# Homework 5: Genetic algorithm functions II

## Part 1: Explain code

Your first task is to examine the two versions of the mateVectors function that I wrote and add your own detailed comments explaining each step. Explain what each line and each section/loop does. Here are my functions for reference but I have also provided a stand alone R script with the functions and tests: hw05-code.R. You only need to add comments to the functions, not the testing code I've included in the script.

# Function: mateVectors
# Args:
#    - x, y = Two vectors each representing a "genotype". The vectors should be
#             atomic vectors, but this is not enforced. These vectors are the
#             two parent genotypes and must be of the same length and type.
#    - r    = The per-locus recombination rate (scalar). A rate between 0 and 0.5
#             which indicates the probability of a crossover event between any
#             two adjacent genes (vector elements).
# Returns
#        - vector of the same length and type as the parents.
mateVectors1 <- function(x, y, r) {
stopifnot(length(x) == length(y))

child <- y
usingX <- runif(1) <= 0.5

for (i in 1:length(x)) {
if(usingX) {
child[i] <- x[i]
}

if(runif(1) <= r) {
usingX <- !usingX
}
}
return(child)
}

# vectorized implementation of above without explicit loops
mateVectors2 <- function(x,y,r) {
stopifnot(length(x) == length(y))

crossovers <- runif(length(x)) <= r
useFirstParent  <- cumsum(crossovers) %% 2 == 0

if(runif(1) <= 0.5) {
child <- ifelse(useFirstParent, x, y)
} else {
child <- ifelse(useFirstParent, y, x)
}
return(child)
}


For your second task, we will continue to build the functions needed for a simple simulation of evolution.

You will modify our mateVectors() function to include an optional argument, mu, which is the per-locus mutation rate.
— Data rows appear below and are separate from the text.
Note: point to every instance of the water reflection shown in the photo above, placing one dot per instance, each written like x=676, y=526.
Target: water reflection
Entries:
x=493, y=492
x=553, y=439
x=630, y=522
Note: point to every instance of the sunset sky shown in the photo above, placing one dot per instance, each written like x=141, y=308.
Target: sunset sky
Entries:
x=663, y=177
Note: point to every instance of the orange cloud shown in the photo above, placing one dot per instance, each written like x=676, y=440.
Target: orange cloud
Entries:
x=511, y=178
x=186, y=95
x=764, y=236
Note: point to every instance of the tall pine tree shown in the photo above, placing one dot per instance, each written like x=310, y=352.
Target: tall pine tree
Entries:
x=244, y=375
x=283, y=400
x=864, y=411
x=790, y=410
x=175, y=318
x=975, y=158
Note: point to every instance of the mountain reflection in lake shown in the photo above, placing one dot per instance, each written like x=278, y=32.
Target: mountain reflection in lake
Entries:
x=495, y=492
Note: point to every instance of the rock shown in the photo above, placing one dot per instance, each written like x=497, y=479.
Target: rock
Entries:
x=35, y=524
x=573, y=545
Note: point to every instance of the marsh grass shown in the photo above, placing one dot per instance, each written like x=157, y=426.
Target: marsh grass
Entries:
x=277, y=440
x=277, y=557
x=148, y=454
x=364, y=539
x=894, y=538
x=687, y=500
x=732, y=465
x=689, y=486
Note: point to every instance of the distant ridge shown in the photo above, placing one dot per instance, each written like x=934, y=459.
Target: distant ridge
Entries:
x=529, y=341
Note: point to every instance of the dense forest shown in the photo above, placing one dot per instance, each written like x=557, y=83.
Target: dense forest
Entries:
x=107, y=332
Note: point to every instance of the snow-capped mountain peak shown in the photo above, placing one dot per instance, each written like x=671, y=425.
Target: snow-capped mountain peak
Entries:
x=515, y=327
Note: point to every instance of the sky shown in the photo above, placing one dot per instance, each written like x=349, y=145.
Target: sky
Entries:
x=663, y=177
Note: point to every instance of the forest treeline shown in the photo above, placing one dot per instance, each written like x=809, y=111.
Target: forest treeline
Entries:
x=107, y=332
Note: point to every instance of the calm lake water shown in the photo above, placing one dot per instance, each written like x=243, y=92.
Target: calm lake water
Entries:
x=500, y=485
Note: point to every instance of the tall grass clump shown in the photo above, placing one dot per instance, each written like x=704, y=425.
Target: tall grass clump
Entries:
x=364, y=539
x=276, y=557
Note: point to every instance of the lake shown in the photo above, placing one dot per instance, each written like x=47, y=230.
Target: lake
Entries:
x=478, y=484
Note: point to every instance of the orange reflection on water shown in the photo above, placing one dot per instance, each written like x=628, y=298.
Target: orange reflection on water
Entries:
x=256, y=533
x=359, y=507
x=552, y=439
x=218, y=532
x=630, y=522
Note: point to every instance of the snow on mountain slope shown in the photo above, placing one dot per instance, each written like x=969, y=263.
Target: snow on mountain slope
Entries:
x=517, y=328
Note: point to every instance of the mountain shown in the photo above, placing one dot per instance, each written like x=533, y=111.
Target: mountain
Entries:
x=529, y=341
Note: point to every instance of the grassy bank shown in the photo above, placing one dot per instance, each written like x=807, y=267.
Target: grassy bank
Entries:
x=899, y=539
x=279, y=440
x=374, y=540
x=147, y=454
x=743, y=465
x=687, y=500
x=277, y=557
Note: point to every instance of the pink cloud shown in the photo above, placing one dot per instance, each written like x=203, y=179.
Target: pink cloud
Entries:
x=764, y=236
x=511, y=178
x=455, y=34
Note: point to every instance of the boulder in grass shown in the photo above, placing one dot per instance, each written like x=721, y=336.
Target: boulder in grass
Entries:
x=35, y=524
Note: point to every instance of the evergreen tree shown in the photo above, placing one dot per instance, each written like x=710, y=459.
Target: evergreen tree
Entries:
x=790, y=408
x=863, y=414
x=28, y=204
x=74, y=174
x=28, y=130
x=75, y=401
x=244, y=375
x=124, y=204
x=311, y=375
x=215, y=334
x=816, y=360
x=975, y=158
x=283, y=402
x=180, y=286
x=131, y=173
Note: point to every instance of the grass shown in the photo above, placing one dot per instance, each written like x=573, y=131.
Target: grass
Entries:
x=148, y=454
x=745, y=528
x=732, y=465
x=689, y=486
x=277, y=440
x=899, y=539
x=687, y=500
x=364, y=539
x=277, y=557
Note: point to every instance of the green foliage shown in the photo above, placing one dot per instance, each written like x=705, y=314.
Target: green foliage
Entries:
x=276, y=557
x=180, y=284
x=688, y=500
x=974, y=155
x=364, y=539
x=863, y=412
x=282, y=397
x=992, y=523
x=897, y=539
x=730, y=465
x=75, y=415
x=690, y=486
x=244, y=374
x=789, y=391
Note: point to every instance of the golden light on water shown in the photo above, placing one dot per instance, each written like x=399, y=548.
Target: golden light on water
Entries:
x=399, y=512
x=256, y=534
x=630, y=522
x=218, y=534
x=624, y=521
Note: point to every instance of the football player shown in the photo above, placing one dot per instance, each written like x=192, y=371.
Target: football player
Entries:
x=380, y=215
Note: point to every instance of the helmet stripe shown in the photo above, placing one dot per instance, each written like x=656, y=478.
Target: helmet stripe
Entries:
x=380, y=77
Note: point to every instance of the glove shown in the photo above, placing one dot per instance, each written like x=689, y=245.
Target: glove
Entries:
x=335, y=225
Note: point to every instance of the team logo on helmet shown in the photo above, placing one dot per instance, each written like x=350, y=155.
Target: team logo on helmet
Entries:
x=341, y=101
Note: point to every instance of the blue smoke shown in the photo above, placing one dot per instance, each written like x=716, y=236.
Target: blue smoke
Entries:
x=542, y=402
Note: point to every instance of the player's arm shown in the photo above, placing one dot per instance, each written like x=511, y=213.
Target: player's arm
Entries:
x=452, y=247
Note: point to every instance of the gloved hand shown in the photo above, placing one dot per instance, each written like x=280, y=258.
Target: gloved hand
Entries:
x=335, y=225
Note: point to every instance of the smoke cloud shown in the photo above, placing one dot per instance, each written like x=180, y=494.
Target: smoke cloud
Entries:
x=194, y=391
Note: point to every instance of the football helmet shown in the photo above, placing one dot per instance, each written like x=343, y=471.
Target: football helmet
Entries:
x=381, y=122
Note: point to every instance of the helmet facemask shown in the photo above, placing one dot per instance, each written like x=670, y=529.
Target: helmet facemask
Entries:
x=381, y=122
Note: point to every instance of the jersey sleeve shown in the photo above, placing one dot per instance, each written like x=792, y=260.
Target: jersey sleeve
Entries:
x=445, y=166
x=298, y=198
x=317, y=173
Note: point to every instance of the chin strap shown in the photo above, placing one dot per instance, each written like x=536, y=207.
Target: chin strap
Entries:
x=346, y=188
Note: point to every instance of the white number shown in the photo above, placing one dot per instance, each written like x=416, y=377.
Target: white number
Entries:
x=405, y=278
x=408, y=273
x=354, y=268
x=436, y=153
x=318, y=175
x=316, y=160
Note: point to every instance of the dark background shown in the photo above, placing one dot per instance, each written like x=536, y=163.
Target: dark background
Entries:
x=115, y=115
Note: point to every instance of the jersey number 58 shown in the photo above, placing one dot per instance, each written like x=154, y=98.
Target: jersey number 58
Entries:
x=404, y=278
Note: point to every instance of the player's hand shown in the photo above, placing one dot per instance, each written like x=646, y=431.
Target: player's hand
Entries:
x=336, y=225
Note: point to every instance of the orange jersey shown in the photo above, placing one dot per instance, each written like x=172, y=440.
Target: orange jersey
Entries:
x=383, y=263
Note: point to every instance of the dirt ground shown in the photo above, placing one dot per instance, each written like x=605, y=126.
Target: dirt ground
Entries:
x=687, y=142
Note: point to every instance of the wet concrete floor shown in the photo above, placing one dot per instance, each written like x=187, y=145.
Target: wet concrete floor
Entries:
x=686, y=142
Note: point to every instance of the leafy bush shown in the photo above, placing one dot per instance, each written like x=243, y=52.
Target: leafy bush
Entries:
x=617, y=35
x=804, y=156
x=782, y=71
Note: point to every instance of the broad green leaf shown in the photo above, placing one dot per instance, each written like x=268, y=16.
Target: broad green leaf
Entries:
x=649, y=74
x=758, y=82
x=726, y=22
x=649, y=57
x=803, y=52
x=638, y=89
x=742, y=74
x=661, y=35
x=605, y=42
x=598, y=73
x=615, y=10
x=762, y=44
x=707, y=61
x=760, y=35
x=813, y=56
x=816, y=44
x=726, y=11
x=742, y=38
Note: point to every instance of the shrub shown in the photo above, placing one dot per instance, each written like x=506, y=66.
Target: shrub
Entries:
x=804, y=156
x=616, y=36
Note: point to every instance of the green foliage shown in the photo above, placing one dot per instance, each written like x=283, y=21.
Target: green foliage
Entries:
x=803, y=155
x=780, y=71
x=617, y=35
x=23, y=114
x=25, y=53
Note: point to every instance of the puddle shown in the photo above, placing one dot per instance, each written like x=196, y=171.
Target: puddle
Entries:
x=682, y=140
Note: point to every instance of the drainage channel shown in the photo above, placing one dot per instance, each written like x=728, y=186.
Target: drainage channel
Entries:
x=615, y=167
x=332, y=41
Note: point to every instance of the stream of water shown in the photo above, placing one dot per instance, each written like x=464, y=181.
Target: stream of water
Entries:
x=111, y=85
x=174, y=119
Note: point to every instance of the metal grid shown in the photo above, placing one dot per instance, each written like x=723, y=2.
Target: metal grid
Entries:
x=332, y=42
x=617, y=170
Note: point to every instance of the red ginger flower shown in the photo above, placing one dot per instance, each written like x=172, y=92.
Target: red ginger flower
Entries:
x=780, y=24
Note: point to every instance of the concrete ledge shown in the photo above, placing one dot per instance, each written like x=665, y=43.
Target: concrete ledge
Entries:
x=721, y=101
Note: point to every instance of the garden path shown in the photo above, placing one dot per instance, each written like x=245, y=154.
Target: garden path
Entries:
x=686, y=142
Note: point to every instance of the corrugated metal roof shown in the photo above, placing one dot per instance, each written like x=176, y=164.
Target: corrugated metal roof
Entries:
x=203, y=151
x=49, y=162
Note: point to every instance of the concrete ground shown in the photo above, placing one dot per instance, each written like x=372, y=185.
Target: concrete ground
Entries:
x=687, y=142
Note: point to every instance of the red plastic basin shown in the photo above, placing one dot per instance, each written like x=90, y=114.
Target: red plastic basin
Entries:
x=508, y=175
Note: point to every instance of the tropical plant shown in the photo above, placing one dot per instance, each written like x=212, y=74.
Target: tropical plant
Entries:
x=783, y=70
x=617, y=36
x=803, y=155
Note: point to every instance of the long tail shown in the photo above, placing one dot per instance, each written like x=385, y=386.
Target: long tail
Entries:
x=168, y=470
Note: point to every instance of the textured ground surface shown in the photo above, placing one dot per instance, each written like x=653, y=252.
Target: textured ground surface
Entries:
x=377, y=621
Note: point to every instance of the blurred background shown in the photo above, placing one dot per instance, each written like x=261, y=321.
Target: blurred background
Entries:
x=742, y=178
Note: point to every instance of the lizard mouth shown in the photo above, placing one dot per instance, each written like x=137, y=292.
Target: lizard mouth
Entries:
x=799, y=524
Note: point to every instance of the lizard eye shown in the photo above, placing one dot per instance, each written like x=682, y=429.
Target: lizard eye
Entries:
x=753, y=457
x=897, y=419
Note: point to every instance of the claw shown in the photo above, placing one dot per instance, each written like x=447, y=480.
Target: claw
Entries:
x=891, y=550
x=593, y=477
So far, your function has accepted vectors of any type as long as the types were the same for both parents. Because we are adding mutation and we need to specify how to mutate a locus, we will need to decide and fix how the genotype is represented (otherwise there would be no way to know how to change an allele when mutation occurred). We will represent our genotypes as a vector of numbers between 1 and 100. During mutation, an allele is randomly assigned a value between 1 and 100. We can keep things simple and just assign integers (eg sample(1:100, 1) ). It would be good practice to avoid including literal numbers in your main code body and instead define constants such as MIN.ALLELE and MAX.ALLELE at the top of your script.

# mateNumericVectors(x, y, r, mu=0):
#
# Returns a child vector created by "mating" two parent vectors x and y and
# supplying a per-adjacent-locus recombination rate and a per-locus mutation
# rate. During mutation, an allele is randomly assigned a value between 1 and
# 100, inclusive.
#
#   Args:
#    - x, y = Two vectors each representing a "genotype". The vectors should be
#             atomic vectors containing integer values between 1 and 100
#             inclusive. These vectors are the two parent genotypes and must be
#             of the same length.
#    - r =    The per-locus recombination rate. A rate between 0 and 0.5 which
#             indicates the probability of a crossover event between any two
#   - mu      The per-locus mutation rate. A probability betwwen 0 and 1.


## Part 3: Defining "fitness"

Your final task is to write a function that returns the "fitness" of a vector representing a chromosome. This function will test a chromosome vector (vector of numbers, presumably integers between 1 and 100) against a second vector representing the optimal genotype. We will define "fitness" as the sum of the squared deviations from the optimum. Fitness will be one over the sum of squares (add 1 to sum of squared deviations to avoid divide by zero in the case of a perfect match to the optimum). In other words your code will calculate the sum of squared deviations from the optimum and return $$\frac{1}{sse+1}$$.

# testFitness(genotype, targetGenotype):
#
# Returns a scalar number representing how well the genotype (a vector of
# numbers) matches the target genotype. The matching is measured as the
# reciprocal sum of the squared deviations from the target (1 / (sse+1) ).
#
#     Args:
#         - genotype = the chromosome to be tested.
#         - targetGenotype = The optimum genotype. These must be numeric
#                            vectors of the same length.
#
#  Returns:
#         - A scalar: the reciprocal of the sum of the squared deviations of
#           the genotype from the target (1 / (sse+1) ).